REFUSER L'IDEE DU PECHE ORIGINEL MÈNE À S'EN PRENDRE À AUTRUI

> Dommage de ne pas reconnaître le péché originel :
- le péché originel est selon la lumineuse remarque de Kolakowski, qui va dans le sens d'observations que même Michel Foucault a pu émettre, est la seule réalité qui permet d'éviter les massacres totalitaires. Car dans un monde sans rien en dehors de l'homme et sans péché originel, la seule explication du mal c'est autrui (puisque on est soi-même toujours innocent). Il suffit donc d'éradiquer autrui et vivent les lendemains qui chantent. Avec le péché originel, je sais que la frontière entre le bien et le mal passe par moi. Résoudre le problème du mal, c'est alors d'abord apprendre moi-même le bien, l'amour.

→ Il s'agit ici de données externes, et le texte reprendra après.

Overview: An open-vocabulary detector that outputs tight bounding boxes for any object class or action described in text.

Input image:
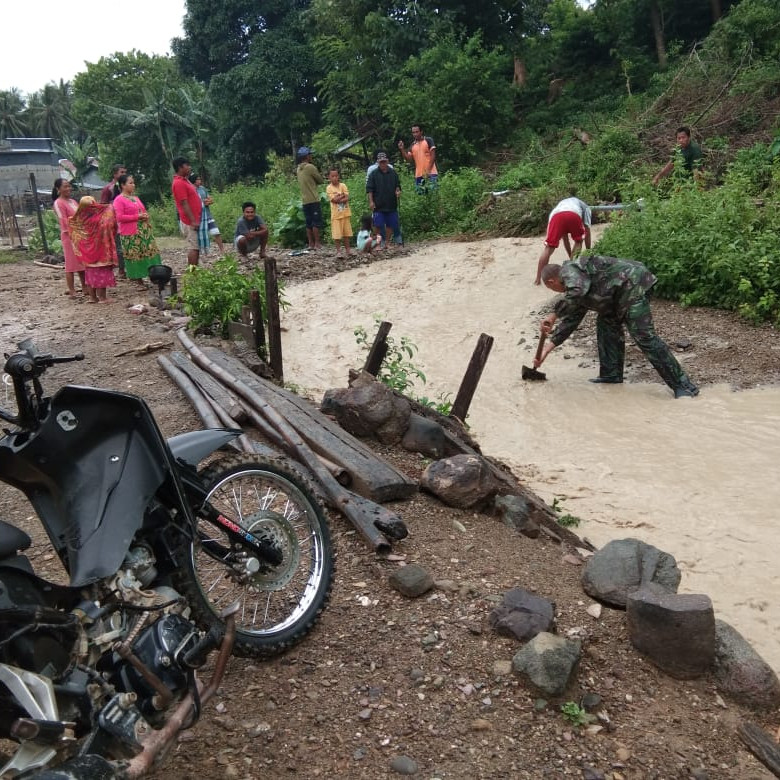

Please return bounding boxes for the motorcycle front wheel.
[176,454,334,657]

- dommage aussi son ignorance de la notion si libérante de péché. Ce n'est pourtant pas compliqué de se rendre compte de la différence entre faute morale (conceptuelle, et qui une fois commise l'est pour l'éternité) et péché (qui en tant qu'offense faite à un coeur qui sait pardonner est non seulement effaçable, mais paradoxalement lieu de croissance de l'amour). La faute est irrémissible ; le péché non. Ca change beaucoup, non ? Mais peut-être Bruckner confond-il péché et ex-morale laïque ?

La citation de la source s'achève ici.